Shiva is a week of story-telling.  To my mind, it is hard work.  You’re “on” from morning to night, entertaining the visitors, filling in the silences.  At some point, the stories take on an archetypal dimension.  With every retelling, they are refined, polished, imbued with Meaning.  If the visitors stay for a protracted time, there is the risk of telling the same stories toward the end of the visit that were recounted at the beginning.  And any jokes or exaggerations become set in stone, part of the permanent record.  The anecdotes become set pieces. 

An example:  My mother in law was a Holocaust survivor.  She and one of her four brothers were on the run through Poland during the Shoah.  They hid in farms and fields, eventually walking over snowy mountains to make their escape.  She had many close calls including bullets, typhus and curfew violations.  At the unveiling of my father in law’s double gravestone, she stopped to read the inscription on his stone, the left side of which was left blank for when her time was to come.  She noticed underneath the text, in the center of the stone, a circle drawn with barbed wire line within which were the words, “Holocaust Survivor.”   

“What’s this?” she asked.  “It signified that the Tatte was a survivor,” her son answered.  “Survivor?  He wasn’t a survivor,” she said.  “He escaped to the East.
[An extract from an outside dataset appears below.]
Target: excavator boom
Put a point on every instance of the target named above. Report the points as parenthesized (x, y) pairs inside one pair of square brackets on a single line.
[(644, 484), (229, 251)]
He spent the War in Siberia and Tashkent selling cigarettes on the black market.”  “Okay, but it was not a walk in the park.  It was a very dangerous existence, starving on the streets, always one step ahead of the anti-Semitic mobs.”  “Oh, excuse me, it was chilly?  He was cold?  That's not a survivor.  I’m a survivor.  And even I had it better in labor camp than the others in concentration camp.”  “So you want us to remove it?”  “No, you’ll need it for when I’m there.”  “When it’s your time, we’ll just add an “s” to the symbol.”  “You will not.  There will be only one survivor in that grave and that will be me.” 

We told that story maybe every half hour, every time we talked to a fresh audience about how committed she was to the truth and nothing but.  There was no nuance or gray area when it came to adhering to the emes.  And then we would trot out that story as evidence that she was uncompromising in her integrity.

My father had a similar protracted, painful demise.  He died in stages, ravaged by diabetes.  He just about broke my heart in his last year when, as my kids were playing in the other room, he said, “We have to make the seating charts.”  “Which charts, Daddy?”  “For your wedding.  We really can’t wait any more.  It takes longer than you think to figure out who sits at which table.”  My brilliant, math whiz father was stuck in some long-ago place.

After he died, I was worried that I would remember him only as a cranky invalid, but as the years passed, my prankster, sports-obsessed, comedian of a father slowly overtook that other, morbid spectre.   I remembered the father who had a killer gift for mimicry.  He used to get up at 5:30 am and, in a perfect Polish accent, would call his best friend, Arnie, and say, “Mr. Wertheimer, this is the rabbi.  We need a tenth for minyan, right away!”  And Arnie would get to shul to find it locked and dark.  This worked a few times until Rabbi Bogner really did call one morning, and Arnie told him where to go, and it wasn’t to Heaven, thinking it was my Dad and he finally would not be fooled.

I know that other people – many other people, I should say – have a better memory than do I.  But I still get the sense that after a time, our lives get compressed into a collection of scattered, isolated moments.   What is the lesson for me in all of this?  For one, there is the challenge to be mindfully present as much as possible so as to notice, capture and retain what is going on around me.  Also, to try to create enough meaningful, memorable instances which will add up to a more robust legacy than just, “Hey, remember the time….?”   I would like visitors to be able to answer, “Yes, I do remember.  I remember that and so much more.”